Os três pontos têm funções diferentes:
- Mínimo: entrada da faixa para alguém que já atende aos requisitos essenciais do nível, mas ainda está construindo domínio e autonomia naquele escopo.
- Ponto médio: referência central para o trabalho plenamente exercido no nível esperado. Não significa que todas as pessoas devam receber exatamente esse valor.
- Teto: limite superior previsto para aquele nível. Chegar perto dele deveria acionar uma conversa sobre contribuição sustentada, alternativas de reconhecimento e eventual mudança de nível, não um aumento automático de cargo.
Regra prática: a faixa descreve o valor do trabalho e o espaço de progressão dentro de um nível.
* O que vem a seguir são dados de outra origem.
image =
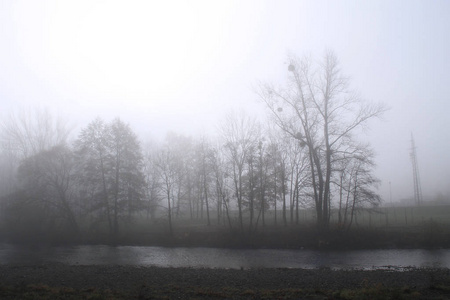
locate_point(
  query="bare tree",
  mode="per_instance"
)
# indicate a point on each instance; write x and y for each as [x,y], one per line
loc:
[110,164]
[46,180]
[240,136]
[318,109]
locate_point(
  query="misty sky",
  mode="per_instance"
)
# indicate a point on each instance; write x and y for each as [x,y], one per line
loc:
[180,65]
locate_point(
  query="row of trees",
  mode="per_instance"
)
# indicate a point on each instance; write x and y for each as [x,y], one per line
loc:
[306,158]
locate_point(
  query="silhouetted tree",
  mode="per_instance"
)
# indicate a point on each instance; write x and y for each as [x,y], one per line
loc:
[110,171]
[319,111]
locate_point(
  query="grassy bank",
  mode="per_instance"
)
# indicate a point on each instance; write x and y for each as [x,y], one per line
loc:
[394,227]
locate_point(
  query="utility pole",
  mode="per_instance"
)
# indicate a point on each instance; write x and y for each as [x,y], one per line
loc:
[416,176]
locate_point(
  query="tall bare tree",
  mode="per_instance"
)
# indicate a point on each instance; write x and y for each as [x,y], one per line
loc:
[318,109]
[240,135]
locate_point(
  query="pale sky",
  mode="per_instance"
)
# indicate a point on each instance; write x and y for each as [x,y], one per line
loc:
[180,65]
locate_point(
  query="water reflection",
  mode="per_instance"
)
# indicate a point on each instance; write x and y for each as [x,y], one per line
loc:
[223,258]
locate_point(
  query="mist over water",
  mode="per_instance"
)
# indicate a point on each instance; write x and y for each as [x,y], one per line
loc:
[224,258]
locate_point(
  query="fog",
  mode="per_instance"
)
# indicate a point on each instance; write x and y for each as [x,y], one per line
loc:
[180,66]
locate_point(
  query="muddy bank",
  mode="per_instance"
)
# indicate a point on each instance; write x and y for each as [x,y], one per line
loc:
[185,283]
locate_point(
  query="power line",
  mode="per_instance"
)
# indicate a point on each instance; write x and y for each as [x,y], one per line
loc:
[416,175]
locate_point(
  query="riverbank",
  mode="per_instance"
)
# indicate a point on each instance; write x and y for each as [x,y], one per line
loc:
[427,235]
[125,282]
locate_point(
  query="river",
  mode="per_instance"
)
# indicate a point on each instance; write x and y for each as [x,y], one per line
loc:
[223,258]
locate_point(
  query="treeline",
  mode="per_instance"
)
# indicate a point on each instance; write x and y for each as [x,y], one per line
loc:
[305,156]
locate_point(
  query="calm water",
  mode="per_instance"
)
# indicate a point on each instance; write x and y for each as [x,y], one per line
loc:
[223,258]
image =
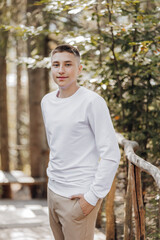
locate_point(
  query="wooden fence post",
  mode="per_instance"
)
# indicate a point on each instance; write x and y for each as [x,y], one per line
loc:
[138,204]
[110,223]
[128,233]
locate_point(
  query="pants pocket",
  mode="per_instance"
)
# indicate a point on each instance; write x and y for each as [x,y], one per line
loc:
[77,212]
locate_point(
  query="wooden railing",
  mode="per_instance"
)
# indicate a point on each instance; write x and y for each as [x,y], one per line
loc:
[134,189]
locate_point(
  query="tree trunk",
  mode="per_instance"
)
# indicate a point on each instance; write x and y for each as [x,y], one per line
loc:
[36,76]
[18,16]
[3,104]
[110,224]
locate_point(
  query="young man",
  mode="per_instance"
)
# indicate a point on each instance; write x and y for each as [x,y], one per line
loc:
[79,131]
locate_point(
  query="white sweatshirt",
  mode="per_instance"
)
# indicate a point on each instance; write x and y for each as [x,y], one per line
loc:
[80,133]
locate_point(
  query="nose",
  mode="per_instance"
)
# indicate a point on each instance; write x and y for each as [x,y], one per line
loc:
[61,69]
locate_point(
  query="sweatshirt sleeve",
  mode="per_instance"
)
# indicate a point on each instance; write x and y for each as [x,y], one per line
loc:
[107,145]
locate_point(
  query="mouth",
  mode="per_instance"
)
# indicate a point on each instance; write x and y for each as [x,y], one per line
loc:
[61,78]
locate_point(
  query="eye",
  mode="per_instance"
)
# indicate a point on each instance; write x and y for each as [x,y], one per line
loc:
[55,65]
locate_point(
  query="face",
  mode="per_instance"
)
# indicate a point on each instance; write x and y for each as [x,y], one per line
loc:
[65,69]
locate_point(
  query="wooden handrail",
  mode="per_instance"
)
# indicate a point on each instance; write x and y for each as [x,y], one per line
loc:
[129,147]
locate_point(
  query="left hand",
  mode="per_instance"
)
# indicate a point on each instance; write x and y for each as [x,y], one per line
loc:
[85,206]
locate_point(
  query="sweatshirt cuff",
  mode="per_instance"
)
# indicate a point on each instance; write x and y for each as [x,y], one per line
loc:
[91,198]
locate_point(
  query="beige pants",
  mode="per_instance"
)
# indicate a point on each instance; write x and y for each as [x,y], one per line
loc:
[67,220]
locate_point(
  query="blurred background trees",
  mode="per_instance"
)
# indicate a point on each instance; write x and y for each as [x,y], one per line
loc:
[119,42]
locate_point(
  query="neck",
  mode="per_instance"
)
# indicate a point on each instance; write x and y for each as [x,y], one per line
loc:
[67,92]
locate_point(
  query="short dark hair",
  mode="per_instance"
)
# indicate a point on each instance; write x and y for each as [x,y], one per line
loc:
[66,48]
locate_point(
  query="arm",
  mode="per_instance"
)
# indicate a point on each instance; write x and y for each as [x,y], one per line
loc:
[107,145]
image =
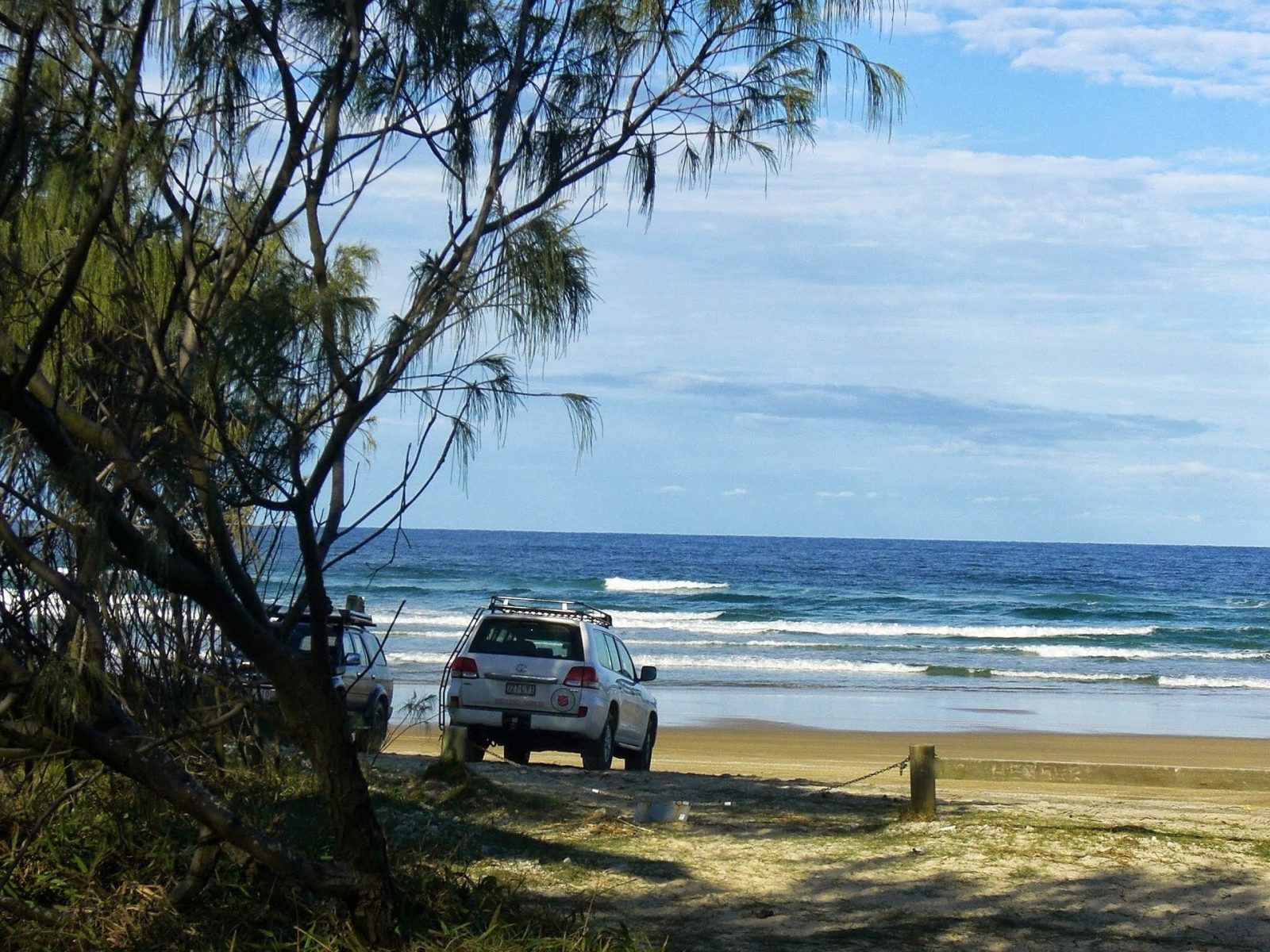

O salário individual registra uma decisão sobre uma pessoa naquele contexto. Misturar essas duas camadas faz a estrutura perseguir cada exceção.
Se a empresa ainda não tem níveis claros, vale começar pelo job leveling e pelos critérios de senioridade. Sem isso, duas funções com nomes parecidos podem cair na mesma faixa mesmo quando exigem impactos muito diferentes.
Como calcular a faixa salarial sem misturar fórmulas?
O erro mais comum não é de calculadora. É de linguagem. A palavra “amplitude” pode descrever convenções diferentes. Uma planilha chama de amplitude a distância total entre mínimo e teto; outra usa o percentual para cada lado do ponto médio. Os resultados só podem ser comparados quando a definição está explícita.
Convenção 1: amplitude total em relação ao mínimo
Neste artigo, chamaremos de amplitude total a seguinte razão:
Amplitude total = (teto – mínimo) ÷ mínimo
Se o mínimo é R$ 4.800 e o teto é R$ 7.200, a diferença é R$ 2.400. Dividida por R$ 4.800, ela corresponde a 50%.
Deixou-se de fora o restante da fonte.